You should set three options in the sendmail .mc
file to use Procmail. The first of these is:
define(`PROCMAIL_MAILER_PATH', `/usr/bin/procmail')
This tells sendmail where to find the Procmail binary. (Some
configurations put this option in another configuration file, but you
can override it in your sendmail .mc file if you
need to do so.) The remaining options are
FEATURE(`local_procmail') and
MAILER(procmail), which collectively tell sendmail
to use Procmail for local deliveries. As described in the earlier
Section 13.3.3.3, you can also
call Procmail in other ways, such as in a forwarding configuration.
To call Procmail as part of the Postfix delivery rules, you must tell
Postfix to use the Procmail binary as part of its delivery system:
mailbox_command
=
/usr/bin/procmail. As described in an earlier
section, you can also tell Postfix to use Procmail in mail forwarding
configurations.
Procmail can use one or more of several configuration files:
/etc/procmailrc
This file is the global Procmail configuration file. It’s called as root to process all the mail that the SMTP server handles. For spam-control purposes, you use this file to apply rules you want to use on all the email that’s delivered to your local users.
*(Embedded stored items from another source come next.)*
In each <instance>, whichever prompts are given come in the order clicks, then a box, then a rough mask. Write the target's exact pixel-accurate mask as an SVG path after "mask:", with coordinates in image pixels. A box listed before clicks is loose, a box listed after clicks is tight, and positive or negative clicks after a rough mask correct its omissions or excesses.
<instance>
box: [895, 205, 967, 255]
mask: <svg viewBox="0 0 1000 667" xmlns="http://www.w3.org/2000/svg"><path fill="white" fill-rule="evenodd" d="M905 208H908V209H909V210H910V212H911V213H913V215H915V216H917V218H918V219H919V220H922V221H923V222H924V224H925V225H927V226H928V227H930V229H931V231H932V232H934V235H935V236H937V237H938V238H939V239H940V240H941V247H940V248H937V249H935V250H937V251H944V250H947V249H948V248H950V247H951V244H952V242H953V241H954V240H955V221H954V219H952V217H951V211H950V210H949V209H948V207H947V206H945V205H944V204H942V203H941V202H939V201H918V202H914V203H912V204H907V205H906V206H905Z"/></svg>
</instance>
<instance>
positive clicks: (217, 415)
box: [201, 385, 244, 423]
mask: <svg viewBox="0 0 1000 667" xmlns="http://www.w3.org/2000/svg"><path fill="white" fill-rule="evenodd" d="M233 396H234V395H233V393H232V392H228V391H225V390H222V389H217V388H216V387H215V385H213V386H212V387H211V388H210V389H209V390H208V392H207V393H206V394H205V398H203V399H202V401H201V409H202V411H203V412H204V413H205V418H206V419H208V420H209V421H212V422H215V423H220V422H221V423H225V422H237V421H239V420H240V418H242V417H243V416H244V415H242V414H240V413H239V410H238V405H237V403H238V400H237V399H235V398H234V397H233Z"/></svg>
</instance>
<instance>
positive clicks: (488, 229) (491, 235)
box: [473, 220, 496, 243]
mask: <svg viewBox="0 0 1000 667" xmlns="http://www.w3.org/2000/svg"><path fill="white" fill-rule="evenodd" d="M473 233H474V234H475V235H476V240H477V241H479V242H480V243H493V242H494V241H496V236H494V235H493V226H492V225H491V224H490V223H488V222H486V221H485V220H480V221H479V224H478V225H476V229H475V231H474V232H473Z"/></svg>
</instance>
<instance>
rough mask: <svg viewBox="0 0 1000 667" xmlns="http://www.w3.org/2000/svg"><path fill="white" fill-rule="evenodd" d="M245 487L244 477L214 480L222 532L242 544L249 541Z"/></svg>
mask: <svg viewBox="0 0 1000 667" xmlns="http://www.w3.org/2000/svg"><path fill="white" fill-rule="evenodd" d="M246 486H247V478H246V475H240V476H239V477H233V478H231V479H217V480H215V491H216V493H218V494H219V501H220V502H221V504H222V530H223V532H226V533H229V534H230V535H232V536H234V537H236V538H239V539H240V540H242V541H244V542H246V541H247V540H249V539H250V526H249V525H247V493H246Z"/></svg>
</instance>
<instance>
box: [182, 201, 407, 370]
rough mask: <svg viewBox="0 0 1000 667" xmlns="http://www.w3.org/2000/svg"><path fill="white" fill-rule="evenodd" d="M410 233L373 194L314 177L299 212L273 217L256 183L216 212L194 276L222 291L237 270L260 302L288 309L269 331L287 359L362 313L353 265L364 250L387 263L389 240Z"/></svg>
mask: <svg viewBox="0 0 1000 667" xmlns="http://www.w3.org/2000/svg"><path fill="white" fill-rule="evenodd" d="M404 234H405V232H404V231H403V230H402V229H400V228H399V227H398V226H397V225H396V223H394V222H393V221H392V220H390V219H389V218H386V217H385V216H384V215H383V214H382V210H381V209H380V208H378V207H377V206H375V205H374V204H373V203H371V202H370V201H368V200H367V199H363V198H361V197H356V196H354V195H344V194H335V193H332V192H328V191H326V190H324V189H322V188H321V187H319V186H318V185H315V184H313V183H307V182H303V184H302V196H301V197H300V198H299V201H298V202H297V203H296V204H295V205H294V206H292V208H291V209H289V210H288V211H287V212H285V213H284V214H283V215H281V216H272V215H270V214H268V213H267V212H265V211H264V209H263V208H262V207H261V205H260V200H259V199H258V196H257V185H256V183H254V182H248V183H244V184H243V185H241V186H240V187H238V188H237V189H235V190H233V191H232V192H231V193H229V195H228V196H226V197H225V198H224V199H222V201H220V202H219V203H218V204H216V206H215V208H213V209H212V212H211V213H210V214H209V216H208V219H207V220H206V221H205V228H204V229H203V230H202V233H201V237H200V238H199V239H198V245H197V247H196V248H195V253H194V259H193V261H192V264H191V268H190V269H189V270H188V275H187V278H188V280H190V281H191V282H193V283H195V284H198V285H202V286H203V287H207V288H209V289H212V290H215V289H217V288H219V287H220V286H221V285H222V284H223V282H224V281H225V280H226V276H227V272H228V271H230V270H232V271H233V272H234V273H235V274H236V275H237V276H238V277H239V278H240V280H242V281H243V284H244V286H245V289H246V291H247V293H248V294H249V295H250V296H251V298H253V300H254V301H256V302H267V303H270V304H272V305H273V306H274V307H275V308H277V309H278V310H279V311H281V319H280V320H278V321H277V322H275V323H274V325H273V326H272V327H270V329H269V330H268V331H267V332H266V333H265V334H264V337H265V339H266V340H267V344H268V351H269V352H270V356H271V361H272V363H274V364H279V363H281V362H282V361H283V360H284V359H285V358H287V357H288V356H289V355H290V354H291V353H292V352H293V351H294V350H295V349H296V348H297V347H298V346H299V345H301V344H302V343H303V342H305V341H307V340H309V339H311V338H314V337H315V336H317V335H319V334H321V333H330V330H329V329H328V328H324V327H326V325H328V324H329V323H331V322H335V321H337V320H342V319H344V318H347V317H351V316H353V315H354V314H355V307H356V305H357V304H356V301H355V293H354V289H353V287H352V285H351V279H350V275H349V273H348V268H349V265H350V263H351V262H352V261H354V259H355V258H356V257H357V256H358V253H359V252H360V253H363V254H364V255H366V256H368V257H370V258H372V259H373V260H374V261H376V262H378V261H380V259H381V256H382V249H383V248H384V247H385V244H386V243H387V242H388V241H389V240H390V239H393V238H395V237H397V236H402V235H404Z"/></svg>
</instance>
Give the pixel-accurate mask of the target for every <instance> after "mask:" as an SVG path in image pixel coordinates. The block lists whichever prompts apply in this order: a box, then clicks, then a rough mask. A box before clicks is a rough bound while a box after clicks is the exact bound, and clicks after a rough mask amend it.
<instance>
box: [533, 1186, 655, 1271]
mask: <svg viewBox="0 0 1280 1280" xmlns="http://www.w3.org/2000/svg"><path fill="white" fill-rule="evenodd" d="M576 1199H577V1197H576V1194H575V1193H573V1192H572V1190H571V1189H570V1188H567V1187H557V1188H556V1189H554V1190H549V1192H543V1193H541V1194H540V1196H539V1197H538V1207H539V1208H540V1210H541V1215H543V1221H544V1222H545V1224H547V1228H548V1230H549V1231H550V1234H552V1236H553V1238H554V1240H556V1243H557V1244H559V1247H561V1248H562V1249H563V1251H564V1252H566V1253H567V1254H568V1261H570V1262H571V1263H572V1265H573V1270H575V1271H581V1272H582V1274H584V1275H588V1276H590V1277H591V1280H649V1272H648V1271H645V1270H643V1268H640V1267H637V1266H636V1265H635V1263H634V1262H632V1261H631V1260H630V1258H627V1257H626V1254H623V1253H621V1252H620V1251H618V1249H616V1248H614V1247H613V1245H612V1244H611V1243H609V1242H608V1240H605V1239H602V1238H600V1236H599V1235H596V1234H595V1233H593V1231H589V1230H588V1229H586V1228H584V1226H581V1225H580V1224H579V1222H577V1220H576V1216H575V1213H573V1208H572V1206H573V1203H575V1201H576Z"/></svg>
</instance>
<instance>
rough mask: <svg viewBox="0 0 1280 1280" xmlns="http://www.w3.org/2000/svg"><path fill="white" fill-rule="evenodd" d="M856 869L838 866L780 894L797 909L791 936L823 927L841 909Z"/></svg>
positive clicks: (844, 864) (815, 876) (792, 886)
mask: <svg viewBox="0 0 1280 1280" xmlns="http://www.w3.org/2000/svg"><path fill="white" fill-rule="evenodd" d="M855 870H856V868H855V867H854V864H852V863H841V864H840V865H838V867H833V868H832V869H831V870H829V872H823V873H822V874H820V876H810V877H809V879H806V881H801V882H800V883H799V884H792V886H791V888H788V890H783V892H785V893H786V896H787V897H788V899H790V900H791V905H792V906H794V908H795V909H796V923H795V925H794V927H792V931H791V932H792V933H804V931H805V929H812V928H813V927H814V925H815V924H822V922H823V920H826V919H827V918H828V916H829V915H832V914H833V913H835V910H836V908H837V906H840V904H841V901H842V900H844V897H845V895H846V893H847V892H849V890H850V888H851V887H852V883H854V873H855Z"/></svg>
Typically, this means you use it to apply rules that are very unlikely to result in false alarms.
~/.procmailrc
Individual users can create .procmailrc files in
their home directories. These files have the same format as
/etc/procmailrc, but they’re
applied only to email directed to specific users. This enables users
to apply their own customized Procmail rules. Alternatively, you can
provide some standard configuration files in specific locations and
allow users to create symbolic links to those files to achieve preset
effects.
Some methods of calling Procmail, such as those that use Procmail as
part of mail forwarding schemes, enable you to pass the name of a
configuration file to Procmail. Sometimes these reside in a directory
such as /etc/procmailrcs, but that location is
arbitrary.
Procmail runs as the user who calls it,
although when it’s called as root, it can drop its privileges under some
circumstances. A rule that works well in
~/.procmailrc (when Procmail is called as the
end user) may not work well when placed in
/etc/procmailrc (when Procmail is called as
root), or vice versa. Typically,
you must be more careful about file permissions when calling Procmail
as root, because writing to or
creating a file (such as a mail folder) as root can make that file inaccessible to
ordinary users, such as the mail’s intended
recipient.
Whatever its name, a Procmail configuration file consists of three
parts: comments (denoted by hash marks), environment variable
assignments (similar to those in bash, such as
MAILDIR
=
$HOME/Mail), and recipes (described next). The
bulk of most Procmail configuration files consists of its recipes.
Procmail
recipes consist of three parts: the identification line, the
conditions, and the action. The idea is that the action is initiated
when the conditions are met. For instance, a condition might be that
the string Viagra appear in the message body, and
the action might be that the message is sent to
/dev/null—that is, that the message be
discarded. The form of the recipe is as follows:
:0 [flags] [:[lockfile]] [conditions]action
The identification line always begins with :0;
that’s just the convention. The
flags
are described shortly; they specify where Procmail looks for
condition matches, how it matches, and so on. The
lockfile
is a file that controls access to a mail file. If a file is locked,
Procmail defers operating on it. Normally, a single colon
(:) is sufficient, but you can specify the
filename, if necessary. The
conditions
are technically optional, but in practice, most recipes have at least
one condition line. (A recipe with no
conditions lines matches all mail
messages.) Including multiple conditions causes Procmail to require
all of them to match before an action line
is implemented. Precisely one action is
required for each recipe.
Procmail’s default behavior is to match
conditions against message headers in a
case-insensitive way. Several flags are
available to change how Procmail handles these matches, though. Here
are the more common:
H
This value does matches on message headers, which is the default.
B
This value does matches on message bodies.
D
This value does a case-sensitive pattern match, as opposed to the normal case-insensitive match.
c
Ordinarily, if a recipe matches, it’s passed to the
action, which may discard it, alter it, or
otherwise make the original inaccessible. This option causes the
action to act on a
“carbon copy” of the original
message, which is useful if you want to, for example, send a
duplicate copy of a message to another account or mail folder.
w
This value causes Procmail to wait for the
action to complete. If the
action fails, Procmail leaves the message
in the queue for other recipes.
W
This option is similar to w, but it suppresses
error messages.
f
This option pipes a message through another program, treating that program as a filter.
The Procmail recipe conditions can look
like Greek to the uninitiated. Each begins with an asterisk
(*), followed by a regular
expression
. At its simplest, a regular
expression is simply a string that must match exactly. For instance,
the regular expression Viagra matches the word
Viagra in the input. Many characters have
special meanings, though, such as:
^
A caret symbol indicates the start of a line; for instance,
^Viagra denotes the string
Viagra, but only at the start of a line. Many
conditions begin with a caret.
$
This character signifies the end of a line.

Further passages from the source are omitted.